The first fruits were presented back in May and the EP was announced shortly afterwards. ‘Bells and Circles’ was premiered on the web and played live by the band as they headlined BBC’s ‘Biggest Weekend’ festival in Belfast at the tail end of May. Over a trademark beat heavy techno backing, Iggy recounts a tale from the golden age of air travel when you could smoke on the plane – “Everybody did it.” as well as snort drugs from the drop-down table and hit on the stewardess without, it seems, any fear of repercussions. Castro’s in there too along with a Karl Hyde ‘sunlight on my wings’ mantra. The message is tinged with sadness that you can’t do that anymore, only a vengeful God would not allow smoking on the airplane – now we know.

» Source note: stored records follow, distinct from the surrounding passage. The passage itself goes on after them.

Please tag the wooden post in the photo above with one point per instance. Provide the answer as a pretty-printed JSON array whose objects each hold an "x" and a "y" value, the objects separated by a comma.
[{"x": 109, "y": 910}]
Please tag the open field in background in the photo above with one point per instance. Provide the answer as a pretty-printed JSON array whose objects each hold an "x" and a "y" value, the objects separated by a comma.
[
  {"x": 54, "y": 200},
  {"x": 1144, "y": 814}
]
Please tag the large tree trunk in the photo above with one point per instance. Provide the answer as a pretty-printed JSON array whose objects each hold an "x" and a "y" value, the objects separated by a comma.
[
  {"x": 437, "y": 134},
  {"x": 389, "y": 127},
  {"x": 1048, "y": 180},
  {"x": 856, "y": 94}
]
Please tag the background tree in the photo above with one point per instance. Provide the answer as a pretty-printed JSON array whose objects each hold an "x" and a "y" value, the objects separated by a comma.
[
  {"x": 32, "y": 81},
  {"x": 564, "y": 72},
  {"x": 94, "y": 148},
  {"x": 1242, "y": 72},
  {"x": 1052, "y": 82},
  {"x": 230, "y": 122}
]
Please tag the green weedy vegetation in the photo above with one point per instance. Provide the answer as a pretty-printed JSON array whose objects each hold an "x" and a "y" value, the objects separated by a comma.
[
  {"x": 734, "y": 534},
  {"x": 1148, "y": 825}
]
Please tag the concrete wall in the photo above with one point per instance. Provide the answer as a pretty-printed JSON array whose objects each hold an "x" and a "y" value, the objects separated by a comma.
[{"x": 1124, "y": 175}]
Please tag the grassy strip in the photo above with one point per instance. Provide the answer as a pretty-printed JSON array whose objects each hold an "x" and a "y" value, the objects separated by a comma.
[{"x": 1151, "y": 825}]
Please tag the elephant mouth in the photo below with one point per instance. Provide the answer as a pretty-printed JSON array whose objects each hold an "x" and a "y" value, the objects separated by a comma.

The second of the four tracks ‘Trapped’ slides in a keyboard squall, before the beat kicks in with an actual Iggy vocal. There are bits of spoken word as well, and the song laments the trappings of domesticity. It’s not as engaging as ‘Bells and Circles’ though it sounds more like what we would have expected from this collaboration as characteristics from both acts’ past recordings fuse together seamlessly. ‘I’ll See Big’ is a more reflective number, Underworld’s gentler side is to the fore and Iggy ditches tales of rock’n’roll excess to reflect on friendships made and lost over the years. It’s a move that works, Underworld could make a fine ambient electro album if they wanted to and Iggy is more sympathetic as he regrets how his own personality has possibly cost him friendships over the years and how at the same time he has attracted hangers on as friends. You actually end up feeling a little sorry for him.
‘Get Your Shirt’ is another banger and it closes this short, bittersweet collaboration. It laments flirts, jerks, bad decisions and being ripped off over a pulsing synth led track with a pretty female vocal melody, and that’s it, this brief partnership is over. There’s a sense of what could have been here, a full album conceived and delivered with due planning could’ve been spectacular, but then it may have lacked the spontaneity of this finished product. Having said this, there’s plenty here for fans of both artists, and if you’re a fan of either then what’s not to like?